Josh had fallen into a system that is massively stacked in favor of the company and for which there are few remedies. According to the National Employment Law Project, “OSHA’s response to the thousands upon thousands of complaints it has received [during the pandemic] of terrified workers across the country alleging that employers are not following safe infection control practices, has been weak.
“There is little the agency can do,” says the report, which was released in April 2020. “Despite a promise from the Trump administration that the number of occupational safety and health inspectors would increase by 2019, OSHA now has the fewest number of onboard inspectors in 45 years. The report states that “at this staffing level, it would take the agency 165 years to inspect every workplace under its jurisdiction just once.”
This situation has not improved significantly under the Biden administration. In June, the National Board of Occupational Safety and Health sent an open letter to the U.S. House Appropriations Committee, citing a “lack of consistent and aggressive enforcement of existing safety laws” alongside “ever greater threats” posed by the COVID-19 pandemic. , heat and weather crises and other urgent developments. The national groups are asking for, among other things, an additional $100 million in annual funding for OSHA.
The letter cites an April 2022 AFL-CIO report that ranks “transportation and warehousing” as one of the nation’s most dangerous industries.
The Biden administration provided a paltry $20 million funding boost to OSHA last year, a mere drop in the bucket toward what could be considered a minimum level of adequate funding for the agency.
For Josh, the issue of workplace safety takes on increased importance. The young worker’s struggles with the debilitating Long COVID have also drawn considerable attention on social media.
“I have bad asthma,” he explains. “I had trouble with it before, but never to the point of needing an inhaler.”

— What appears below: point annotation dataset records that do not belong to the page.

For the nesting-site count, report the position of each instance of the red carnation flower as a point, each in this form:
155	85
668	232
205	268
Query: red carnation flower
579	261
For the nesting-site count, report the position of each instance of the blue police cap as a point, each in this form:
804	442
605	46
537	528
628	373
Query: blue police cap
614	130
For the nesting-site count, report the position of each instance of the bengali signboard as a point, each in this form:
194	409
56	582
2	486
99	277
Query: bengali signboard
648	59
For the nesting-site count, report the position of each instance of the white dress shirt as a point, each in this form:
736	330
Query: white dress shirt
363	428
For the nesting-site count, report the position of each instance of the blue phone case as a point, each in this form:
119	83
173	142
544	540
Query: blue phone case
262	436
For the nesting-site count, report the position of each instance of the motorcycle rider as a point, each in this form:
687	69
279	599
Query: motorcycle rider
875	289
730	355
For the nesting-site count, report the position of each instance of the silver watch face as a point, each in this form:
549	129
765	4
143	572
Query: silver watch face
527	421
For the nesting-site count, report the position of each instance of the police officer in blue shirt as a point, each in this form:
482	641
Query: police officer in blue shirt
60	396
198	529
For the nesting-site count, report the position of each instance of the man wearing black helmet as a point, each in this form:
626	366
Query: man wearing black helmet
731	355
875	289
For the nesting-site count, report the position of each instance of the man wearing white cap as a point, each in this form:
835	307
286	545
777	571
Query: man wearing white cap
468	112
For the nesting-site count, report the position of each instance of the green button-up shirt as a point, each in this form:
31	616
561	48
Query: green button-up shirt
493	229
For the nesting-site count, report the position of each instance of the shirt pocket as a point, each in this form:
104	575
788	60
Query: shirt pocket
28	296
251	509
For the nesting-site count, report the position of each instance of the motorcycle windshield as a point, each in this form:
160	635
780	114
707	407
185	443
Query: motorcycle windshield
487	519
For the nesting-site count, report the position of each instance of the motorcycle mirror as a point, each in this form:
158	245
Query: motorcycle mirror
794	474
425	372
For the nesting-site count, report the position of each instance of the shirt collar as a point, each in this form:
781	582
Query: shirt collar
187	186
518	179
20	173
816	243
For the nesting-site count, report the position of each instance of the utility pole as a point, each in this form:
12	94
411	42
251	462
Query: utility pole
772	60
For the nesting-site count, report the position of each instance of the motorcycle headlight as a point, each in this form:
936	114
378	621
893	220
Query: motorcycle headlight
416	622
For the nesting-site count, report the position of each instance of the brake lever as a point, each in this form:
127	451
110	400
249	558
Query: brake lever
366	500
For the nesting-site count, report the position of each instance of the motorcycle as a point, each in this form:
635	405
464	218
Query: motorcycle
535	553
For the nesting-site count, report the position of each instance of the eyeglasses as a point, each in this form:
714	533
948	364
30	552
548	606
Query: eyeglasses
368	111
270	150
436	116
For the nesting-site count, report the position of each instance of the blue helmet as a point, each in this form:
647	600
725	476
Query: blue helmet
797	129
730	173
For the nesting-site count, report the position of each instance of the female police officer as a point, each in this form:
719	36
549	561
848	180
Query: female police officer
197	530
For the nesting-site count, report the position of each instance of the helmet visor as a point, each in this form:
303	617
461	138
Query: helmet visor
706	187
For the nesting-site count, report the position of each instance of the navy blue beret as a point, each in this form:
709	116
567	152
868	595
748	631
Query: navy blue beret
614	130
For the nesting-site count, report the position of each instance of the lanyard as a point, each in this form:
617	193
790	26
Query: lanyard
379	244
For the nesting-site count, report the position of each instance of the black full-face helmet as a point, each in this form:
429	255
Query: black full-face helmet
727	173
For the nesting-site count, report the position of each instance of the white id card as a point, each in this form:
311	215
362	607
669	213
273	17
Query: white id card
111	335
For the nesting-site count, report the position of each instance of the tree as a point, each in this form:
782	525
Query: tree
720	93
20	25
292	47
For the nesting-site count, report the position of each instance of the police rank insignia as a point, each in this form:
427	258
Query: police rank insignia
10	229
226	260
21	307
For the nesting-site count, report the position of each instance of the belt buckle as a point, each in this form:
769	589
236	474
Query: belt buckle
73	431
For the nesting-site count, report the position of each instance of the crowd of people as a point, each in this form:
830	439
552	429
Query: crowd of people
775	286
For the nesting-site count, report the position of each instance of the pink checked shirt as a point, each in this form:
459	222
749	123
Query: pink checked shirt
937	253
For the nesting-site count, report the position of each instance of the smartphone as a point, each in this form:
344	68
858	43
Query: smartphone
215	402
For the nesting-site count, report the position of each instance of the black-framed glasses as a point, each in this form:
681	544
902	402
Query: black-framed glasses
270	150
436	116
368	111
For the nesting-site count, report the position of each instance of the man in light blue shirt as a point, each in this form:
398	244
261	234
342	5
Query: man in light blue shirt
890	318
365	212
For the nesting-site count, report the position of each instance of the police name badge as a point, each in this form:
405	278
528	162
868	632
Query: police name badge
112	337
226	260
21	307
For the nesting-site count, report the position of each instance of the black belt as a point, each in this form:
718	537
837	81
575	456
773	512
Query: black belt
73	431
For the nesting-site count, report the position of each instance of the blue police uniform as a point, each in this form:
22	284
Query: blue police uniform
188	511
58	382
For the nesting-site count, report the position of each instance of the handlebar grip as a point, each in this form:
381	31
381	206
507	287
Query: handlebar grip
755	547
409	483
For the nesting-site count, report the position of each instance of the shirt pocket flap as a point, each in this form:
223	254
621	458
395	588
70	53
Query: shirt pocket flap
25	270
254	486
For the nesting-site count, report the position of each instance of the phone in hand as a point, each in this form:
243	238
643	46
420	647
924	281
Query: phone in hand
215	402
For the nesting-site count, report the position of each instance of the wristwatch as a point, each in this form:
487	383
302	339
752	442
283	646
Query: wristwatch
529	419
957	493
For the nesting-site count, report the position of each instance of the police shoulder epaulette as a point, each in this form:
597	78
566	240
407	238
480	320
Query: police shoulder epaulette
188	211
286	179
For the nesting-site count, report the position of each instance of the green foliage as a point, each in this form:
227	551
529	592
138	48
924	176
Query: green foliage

Like many people with this debilitating, multi-system disease, Josh can no longer exercise. “I’m 40, but I have the lungs of an octogenarian. My insurance won’t cover [the cost of inhalers and treatment]. Before COVID-19, stores are always “out of stock”. I currently have four “puffs” left in my inhaler to get me through tomorrow. »
“COVID-19 has ruined my life. Before, I studied nature and horticulture. Now I hope I won’t be forced to sell my house,” due to the combined impact of job loss and victimization that occurred at the hands of Amazon.